Shadows of the Dawnwhispers
If I could just let go, I'd be set free...
I should sleep. My body's exhausted, aching in all the familiar ways. Wounds earned and never quite healed, but my mind won't let me.
Every time I close my eyes, I see her face. Not just as she is now, standing in the doorway of that half-built house with the void still clinging to her like smoke, But as she was. Before. Before everything fell.
She was just a girl then. My sister. My shadow. Always a step behind with her bow too big for her hands and her questions too big for the world. And I was the one who swore I’d keep her safe. I did a damn fine job, didn’t I?
I can still hear her voice last night, quiet, shaking, like she didn’t know if she had the right to speak the pain aloud. How could I have missed it? Gods, how could I have walked away again and again, pretending distance would somehow protect her, protect me? How many times did she wait for me to come home? How many times did I pass through those woods and never look back? Every damn step of mine was a betrayal wearing the skin of mercy.
I tell myself it was to spare her, to spare myself, to not open old wounds. But truth is, I was a coward. The one thing I swore I'd never be. I faced demons, horrors, monsters that wore the skin of friends and none of them ever scared me like the thought of losing her again.
So I let her suffer alone. Even after she clawed her way back from whatever nightmare realm stole her, alone. And when she finally found me again, what did I do? I pushed her further into the dark.

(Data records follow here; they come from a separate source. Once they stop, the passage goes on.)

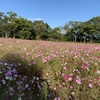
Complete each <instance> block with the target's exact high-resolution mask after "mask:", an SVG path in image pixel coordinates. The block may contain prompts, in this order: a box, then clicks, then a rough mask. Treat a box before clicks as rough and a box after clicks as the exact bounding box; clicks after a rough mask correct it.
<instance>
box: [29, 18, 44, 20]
mask: <svg viewBox="0 0 100 100" xmlns="http://www.w3.org/2000/svg"><path fill="white" fill-rule="evenodd" d="M28 20H31V21H35V20H42V19H41V18H28Z"/></svg>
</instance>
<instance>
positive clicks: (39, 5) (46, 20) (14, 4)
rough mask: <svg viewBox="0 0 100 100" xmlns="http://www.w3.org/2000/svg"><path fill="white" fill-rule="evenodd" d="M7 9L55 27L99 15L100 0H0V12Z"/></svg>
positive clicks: (61, 25)
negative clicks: (67, 23)
mask: <svg viewBox="0 0 100 100" xmlns="http://www.w3.org/2000/svg"><path fill="white" fill-rule="evenodd" d="M9 11H12V12H15V13H16V14H17V15H18V16H21V17H23V18H27V19H29V20H31V21H34V20H43V22H44V23H48V24H49V25H50V27H51V28H55V27H59V26H64V25H65V24H66V23H68V22H69V21H82V22H83V21H87V20H89V19H91V18H93V17H96V16H100V0H0V12H4V13H5V14H6V12H9Z"/></svg>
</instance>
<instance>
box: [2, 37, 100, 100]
mask: <svg viewBox="0 0 100 100" xmlns="http://www.w3.org/2000/svg"><path fill="white" fill-rule="evenodd" d="M0 100H100V44H89V43H68V42H49V41H35V40H32V41H31V40H18V39H3V38H2V39H1V38H0Z"/></svg>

She told me she thought about ending it. Ending herself. Because I left. Because I stayed gone.
Light help me, I held her, but it wasn’t enough. A hug can’t erase years of abandonment. It can’t burn away the void whispering in her mind or undo the weight of my silence. But maybe... maybe it's not too late to do right by her. Maybe it starts with showing up. Staying.
I don't know how to fix what I’ve broken. But I know I’m done running from it.
Tomorrow, we try again. Even if all I can do is sit beside her in that half-built house, listening to the wind in the ruins of our past. She deserves that much. And more.
Sleep will come when it wants. But for now, guilt is my blanket, and I’ll wear it, because I earned it. And because it’s time I stopped pretending I didn’t.